At 6 p.m., The Cinematheque will screen Michal Ohayon’s prize-winning documentary Steal a Pencil for Me
(2007). This original and psychologically acute film tells the story of a love triangle that played out against a backdrop of war and suffering. Jacob and Manja Pollack were Jews living in Amsterdam in the early ’40s whose marriage was falling apart. Jacob met another woman, Ina, whom he loved, but then he and his wife were deported to the Westerbork camp by the Nazis, and were shocked when Ina turned up there a few months later. How Ina and Jacob carried on a clandestine love affair of sorts in that setting is the story of this film. Following the screening, there will be a discussion moderated by AMCHA, the National Israeli Center for Psychosocial Support of Survivors of the Holocaust and the Second Generation.
THE CINEMATHEQUE is also screening the recent documentary Killing Kasztner
, directed by Gaylen Ross, at 7 p.m. This extensively researched film looks at how the events of the Holocaust reverberated throughout the early days of the State of Israel. A journalist, Israel Kasztner, was assassinated in Tel Aviv in the early ’50s by a member of a fringe group because of his attempts to negotiate with the Nazis to save Hungarian Jews during the war, efforts that were seen by some as a collaboration with the German regime. Kasztner’s granddaughter, journalist Merav Michaeli, participates in the film.

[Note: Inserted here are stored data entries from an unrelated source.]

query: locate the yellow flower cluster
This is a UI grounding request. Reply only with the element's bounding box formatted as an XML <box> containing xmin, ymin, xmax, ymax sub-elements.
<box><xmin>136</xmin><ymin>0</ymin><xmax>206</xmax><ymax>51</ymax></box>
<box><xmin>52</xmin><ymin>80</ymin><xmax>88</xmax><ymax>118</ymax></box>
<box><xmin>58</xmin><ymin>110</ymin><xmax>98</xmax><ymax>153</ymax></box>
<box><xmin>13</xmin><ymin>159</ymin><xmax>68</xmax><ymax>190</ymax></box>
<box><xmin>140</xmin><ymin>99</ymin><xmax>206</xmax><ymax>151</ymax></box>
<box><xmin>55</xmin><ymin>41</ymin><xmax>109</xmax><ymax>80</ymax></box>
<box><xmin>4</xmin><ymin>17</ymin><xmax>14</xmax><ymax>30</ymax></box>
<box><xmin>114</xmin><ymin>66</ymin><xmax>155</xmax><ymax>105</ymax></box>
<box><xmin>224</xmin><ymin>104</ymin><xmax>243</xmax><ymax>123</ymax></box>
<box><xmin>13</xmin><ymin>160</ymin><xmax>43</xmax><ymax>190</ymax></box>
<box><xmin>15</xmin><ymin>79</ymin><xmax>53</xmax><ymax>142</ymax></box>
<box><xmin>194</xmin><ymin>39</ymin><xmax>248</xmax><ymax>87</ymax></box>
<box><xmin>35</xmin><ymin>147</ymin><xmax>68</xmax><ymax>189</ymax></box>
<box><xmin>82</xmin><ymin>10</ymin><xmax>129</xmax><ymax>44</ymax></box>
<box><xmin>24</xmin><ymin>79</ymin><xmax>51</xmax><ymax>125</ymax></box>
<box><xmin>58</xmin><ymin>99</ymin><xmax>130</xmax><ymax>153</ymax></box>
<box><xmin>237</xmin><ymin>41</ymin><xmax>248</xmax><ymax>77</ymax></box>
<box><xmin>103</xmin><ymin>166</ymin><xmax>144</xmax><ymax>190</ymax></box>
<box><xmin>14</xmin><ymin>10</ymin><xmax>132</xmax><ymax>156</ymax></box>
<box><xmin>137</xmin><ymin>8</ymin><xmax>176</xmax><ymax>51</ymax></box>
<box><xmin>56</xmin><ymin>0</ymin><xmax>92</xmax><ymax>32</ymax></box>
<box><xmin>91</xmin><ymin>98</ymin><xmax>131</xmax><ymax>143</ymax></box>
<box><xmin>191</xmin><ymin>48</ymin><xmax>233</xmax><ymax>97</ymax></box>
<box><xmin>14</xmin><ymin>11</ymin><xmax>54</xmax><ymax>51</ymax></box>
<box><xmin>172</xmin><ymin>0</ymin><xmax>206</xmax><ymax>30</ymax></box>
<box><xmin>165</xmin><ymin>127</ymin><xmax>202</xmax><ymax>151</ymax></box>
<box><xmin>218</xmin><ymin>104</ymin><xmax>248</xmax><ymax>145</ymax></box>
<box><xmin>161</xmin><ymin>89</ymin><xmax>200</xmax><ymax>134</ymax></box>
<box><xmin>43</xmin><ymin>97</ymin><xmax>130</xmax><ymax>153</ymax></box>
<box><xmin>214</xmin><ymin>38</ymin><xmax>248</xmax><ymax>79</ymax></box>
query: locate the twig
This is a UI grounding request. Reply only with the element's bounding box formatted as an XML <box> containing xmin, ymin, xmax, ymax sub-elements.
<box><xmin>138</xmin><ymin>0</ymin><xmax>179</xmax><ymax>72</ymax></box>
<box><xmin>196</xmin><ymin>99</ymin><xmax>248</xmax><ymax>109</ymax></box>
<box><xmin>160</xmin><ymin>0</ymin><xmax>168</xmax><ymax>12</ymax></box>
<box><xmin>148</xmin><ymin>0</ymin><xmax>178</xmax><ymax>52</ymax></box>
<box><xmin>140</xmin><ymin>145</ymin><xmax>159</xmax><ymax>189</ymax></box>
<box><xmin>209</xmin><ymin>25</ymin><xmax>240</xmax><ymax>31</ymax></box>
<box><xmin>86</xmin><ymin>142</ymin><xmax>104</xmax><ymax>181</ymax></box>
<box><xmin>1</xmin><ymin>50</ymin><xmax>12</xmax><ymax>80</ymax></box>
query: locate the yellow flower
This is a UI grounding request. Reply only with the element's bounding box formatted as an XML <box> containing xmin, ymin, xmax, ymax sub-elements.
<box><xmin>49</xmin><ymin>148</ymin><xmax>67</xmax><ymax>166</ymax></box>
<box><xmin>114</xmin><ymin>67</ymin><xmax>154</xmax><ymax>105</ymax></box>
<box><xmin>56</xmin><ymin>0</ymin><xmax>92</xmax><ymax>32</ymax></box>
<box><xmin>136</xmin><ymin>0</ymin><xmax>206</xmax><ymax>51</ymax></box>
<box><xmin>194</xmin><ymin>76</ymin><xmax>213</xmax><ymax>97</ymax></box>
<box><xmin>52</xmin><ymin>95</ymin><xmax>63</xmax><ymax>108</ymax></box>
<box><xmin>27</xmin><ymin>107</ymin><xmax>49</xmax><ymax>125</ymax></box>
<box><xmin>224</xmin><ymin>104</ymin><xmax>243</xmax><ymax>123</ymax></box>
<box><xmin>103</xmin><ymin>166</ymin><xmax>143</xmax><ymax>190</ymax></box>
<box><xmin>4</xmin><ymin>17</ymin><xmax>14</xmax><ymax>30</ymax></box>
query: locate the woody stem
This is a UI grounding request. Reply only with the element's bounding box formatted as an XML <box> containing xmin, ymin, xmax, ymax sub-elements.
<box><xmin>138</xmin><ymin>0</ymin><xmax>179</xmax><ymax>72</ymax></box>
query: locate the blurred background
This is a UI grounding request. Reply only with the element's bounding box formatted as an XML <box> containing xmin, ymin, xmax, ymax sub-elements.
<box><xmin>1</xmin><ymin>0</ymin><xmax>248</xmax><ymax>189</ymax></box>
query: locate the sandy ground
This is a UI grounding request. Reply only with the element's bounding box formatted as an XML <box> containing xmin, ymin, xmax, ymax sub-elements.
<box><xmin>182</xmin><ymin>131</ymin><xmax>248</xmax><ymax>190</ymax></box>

Entrance is free to all of Sunday night’s Holocaust-themed programs at the Jerusalem Cinematheque.
At the Tel Aviv Cinematheque, the film Yorek
, by Yaron Gurevich, which had its premiere on Friday in the presence of such dignitaries as Professors Hanoch Lavi and Chava Tidhar, both of Kinneret College, and Rabbi Meir Lau, the chief rabbi of Tel Aviv. It tells the story of David (Yorek) Plonski, a hero of the Warsaw Ghetto and the father of Eitan Plonski, who was killed in the Yom Kippur War. It features a journey Yorek made late in life back to Poland. The film will also be screened Sunday night on Channel 10.Berlin 36
, which tells of one
of the cases in which Nazi politics marred the 1936 Olympic games, will
be shown at several venues in the coming week. Directed by Kaspar
Heidelbach, it tells how the US pressured the German government to
allow Jews to compete for Germany on their national team. The
government grudgingly allowed champion high-jumper Gretel Bergmann, a
Jew, to join the team, but fostered a rivalry between her and her
teammate, Marie Ketteler. In the end, Bergmann was not allowed to
compete, but she forged a life-long friendship with Ketteler. Berlin 36
will be screened at the Haifa Cinematheque on Saturday at 5 p.m. and on
Monday at 9:30 p.m.; the Tel Aviv Cinematheque on Sunday at 5 p.m. and
7 p.m., the Jerusalem Cinematheque on Monday at 9:30 p.m.; and the
Jerusalem Theater on Tuesday at 7 p.m.